The master branch has been updated by hongtao Liu <liuhongt@gcc.gnu.org>: https://gcc.gnu.org/g:a71f90c5a7ae2942083921033cb23dcd63e70525 commit r15-499-ga71f90c5a7ae2942083921033cb23dcd63e70525 Author: Levy Hsu <admin@levyhsu.com> Date: Thu May 9 16:50:56 2024 +0800 x86: Add 3-instruction subroutine vector shift for V16QI in ix86_expand_vec_perm_const_1 [PR107563] Hi All We've introduced a new subroutine in ix86_expand_vec_perm_const_1 to optimize vector shifting for the V16QI type on x86. This patch uses a three-instruction sequence psrlw, psllw, and por to handle specific vector shuffle operations more efficiently. The change aims to improve assembly code generation for configurations supporting SSE2. Bootstrapped and tested on x86_64-linux-gnu, OK for trunk? Best Levy gcc/ChangeLog: PR target/107563 * config/i386/i386-expand.cc (expand_vec_perm_psrlw_psllw_por): New subroutine. (ix86_expand_vec_perm_const_1): Call expand_vec_perm_psrlw_psllw_por. gcc/testsuite/ChangeLog: PR target/107563 * g++.target/i386/pr107563-a.C: New test. * g++.target/i386/pr107563-b.C: New test.
switch (d->vmode) { case E_V8QImode: if (!TARGET_MMX_WITH_SSE) return false; mode = V4HImode; gen_shr = gen_ashrv4hi3(should be gen_lshrv4hi3); gen_shl = gen_ashlv4hi3; gen_or = gen_iorv4hi3; break; case E_V16QImode: mode = V8HImode; gen_shr = gen_vlshrv8hi3; gen_shl = gen_vashlv8hi3; gen_or = gen_iorv8hi3; break; default: return false; } Obviously, under V8QImode it should be gen_lshrv4hi3 instead of gen_ashrv4hi3. I mistakenly used gen_ashrv4hi3 due to the similar naming conventions and failed to find out. gen_lshrv4hi3 is the correct logical shift needed. Will send a patch soon
Chiming in to say I'm seeing the exact same thing on trunk. Here's a minimal reproducer: using vec256 = unsigned __attribute__((__vector_size__(32))); void slow_rotate(vec256& x) { x = __builtin_shufflevector(x, x, 3, 0, 1, 2, 7, 4, 5, 6); } void fast_rotate(vec256& x) { x = vec256{x[3], x[0], x[1], x[2], x[7], x[4], x[5], x[6]}; } Godbolt link: https://godbolt.org/z/YY9P7xKbh fast_rotate generates pshufd as expected on x86_64 with generic compilation flags. slow_rotate is *much* slower.
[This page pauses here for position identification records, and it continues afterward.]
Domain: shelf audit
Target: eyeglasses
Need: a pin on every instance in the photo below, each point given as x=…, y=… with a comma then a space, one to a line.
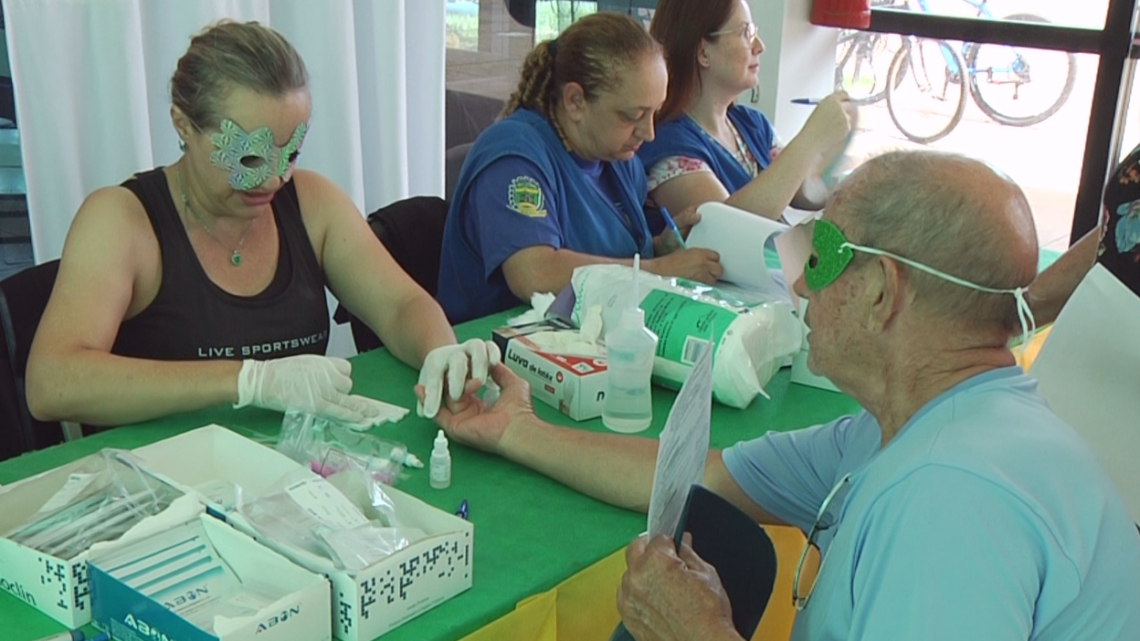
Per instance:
x=747, y=31
x=797, y=600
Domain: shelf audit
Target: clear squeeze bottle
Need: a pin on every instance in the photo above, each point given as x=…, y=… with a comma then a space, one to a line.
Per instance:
x=629, y=350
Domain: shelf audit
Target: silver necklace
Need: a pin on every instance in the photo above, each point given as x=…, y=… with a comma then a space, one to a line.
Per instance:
x=235, y=257
x=740, y=154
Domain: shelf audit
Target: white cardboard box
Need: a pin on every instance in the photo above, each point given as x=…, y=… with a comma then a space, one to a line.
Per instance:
x=572, y=384
x=56, y=586
x=366, y=603
x=128, y=615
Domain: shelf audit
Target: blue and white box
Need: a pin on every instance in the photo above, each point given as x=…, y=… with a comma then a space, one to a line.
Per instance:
x=53, y=584
x=203, y=581
x=365, y=603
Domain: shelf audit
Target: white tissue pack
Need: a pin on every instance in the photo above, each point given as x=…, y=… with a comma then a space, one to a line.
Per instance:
x=749, y=342
x=566, y=370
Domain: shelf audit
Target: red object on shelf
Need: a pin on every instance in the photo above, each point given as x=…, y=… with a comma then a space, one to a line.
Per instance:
x=848, y=14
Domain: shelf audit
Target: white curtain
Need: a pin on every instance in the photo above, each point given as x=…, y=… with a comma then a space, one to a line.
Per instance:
x=91, y=81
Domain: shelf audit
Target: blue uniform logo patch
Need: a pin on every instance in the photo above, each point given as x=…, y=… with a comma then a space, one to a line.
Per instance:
x=524, y=195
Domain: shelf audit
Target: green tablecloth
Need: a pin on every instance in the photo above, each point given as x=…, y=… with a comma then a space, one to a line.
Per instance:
x=530, y=532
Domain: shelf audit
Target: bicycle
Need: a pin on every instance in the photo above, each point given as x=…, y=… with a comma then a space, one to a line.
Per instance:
x=862, y=59
x=990, y=71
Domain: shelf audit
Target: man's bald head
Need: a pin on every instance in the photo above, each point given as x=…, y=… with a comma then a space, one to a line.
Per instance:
x=950, y=212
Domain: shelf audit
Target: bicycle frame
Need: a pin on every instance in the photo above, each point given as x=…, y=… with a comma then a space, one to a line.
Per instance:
x=1016, y=67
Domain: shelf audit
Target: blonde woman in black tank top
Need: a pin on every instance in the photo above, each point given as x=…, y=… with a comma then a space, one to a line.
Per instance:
x=202, y=283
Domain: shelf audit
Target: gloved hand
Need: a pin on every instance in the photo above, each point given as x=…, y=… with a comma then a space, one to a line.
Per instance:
x=310, y=383
x=452, y=360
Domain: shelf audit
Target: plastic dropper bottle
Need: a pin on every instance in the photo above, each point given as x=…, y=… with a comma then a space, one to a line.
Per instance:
x=629, y=350
x=440, y=473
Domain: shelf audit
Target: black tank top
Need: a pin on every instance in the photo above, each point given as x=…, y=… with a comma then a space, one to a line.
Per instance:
x=193, y=318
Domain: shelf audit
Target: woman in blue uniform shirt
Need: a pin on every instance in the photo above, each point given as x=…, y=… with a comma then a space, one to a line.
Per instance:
x=555, y=184
x=709, y=148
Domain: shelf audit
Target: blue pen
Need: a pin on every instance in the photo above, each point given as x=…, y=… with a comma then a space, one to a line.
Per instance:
x=672, y=225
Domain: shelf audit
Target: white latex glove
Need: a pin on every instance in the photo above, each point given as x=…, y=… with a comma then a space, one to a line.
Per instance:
x=454, y=362
x=310, y=383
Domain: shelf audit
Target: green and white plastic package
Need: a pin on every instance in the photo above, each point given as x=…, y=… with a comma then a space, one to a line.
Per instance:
x=750, y=342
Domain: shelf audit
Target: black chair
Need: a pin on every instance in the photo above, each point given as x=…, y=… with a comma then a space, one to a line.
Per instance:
x=413, y=232
x=23, y=298
x=453, y=164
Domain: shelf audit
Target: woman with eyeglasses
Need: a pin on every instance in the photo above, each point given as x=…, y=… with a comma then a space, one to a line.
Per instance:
x=555, y=184
x=709, y=148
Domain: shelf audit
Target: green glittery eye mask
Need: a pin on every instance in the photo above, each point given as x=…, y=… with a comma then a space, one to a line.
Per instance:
x=833, y=252
x=251, y=159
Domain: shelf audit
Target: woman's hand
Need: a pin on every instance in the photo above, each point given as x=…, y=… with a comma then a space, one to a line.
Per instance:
x=472, y=421
x=695, y=264
x=829, y=124
x=464, y=368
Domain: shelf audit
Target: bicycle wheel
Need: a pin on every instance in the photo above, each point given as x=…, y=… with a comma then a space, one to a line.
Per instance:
x=862, y=62
x=1019, y=86
x=926, y=96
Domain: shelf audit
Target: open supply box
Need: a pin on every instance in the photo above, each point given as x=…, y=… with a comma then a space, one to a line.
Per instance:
x=365, y=603
x=573, y=384
x=204, y=581
x=57, y=584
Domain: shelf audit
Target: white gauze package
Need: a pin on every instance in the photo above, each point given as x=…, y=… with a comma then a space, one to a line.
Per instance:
x=750, y=343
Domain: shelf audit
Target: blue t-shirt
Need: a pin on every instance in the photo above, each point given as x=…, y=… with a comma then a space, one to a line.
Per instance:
x=986, y=517
x=519, y=188
x=683, y=137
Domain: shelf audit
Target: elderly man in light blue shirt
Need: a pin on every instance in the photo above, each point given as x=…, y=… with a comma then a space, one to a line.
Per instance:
x=955, y=506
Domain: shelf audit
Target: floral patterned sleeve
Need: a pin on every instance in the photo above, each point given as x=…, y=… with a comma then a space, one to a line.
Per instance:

generic vector lowering does not handle: _2 = VEC_PERM_EXPR <_1, _1, { 3, 0, 1, 2, 7, 4, 5, 6 }>; into 2 PERMs.
Tree (lower/tree) dump: https://godbolt.org/z/o7GrvjMqq slow_rotate still contains a single wide VEC_PERM_EXPR <_1, _1, {3,0,1,2,7,4,5,6}> while fast_rotate is already expressed as element extracts + vector constructor. RTL (expand) dump: https://godbolt.org/z/WT9cqbx7h fast_rotate expands to two 128-bit vec_select:V4SI shuffles (one per 16B half), which is the expected shape to select pshufd on an SSE2 baseline. In contrast, slow_rotate expands to scalar loads/stores (no vector perm/select remains), so the backend never sees a permute it can map to pshufd. So this looks like a generic vector-lowering / tree -> RTL expansion gap for non-native (32B) VEC_PERM_EXPR on SSE2 targets: masks that do not cross the 128-bit boundary should be decomposed into two 16B perms, but currently fall back to scalarization.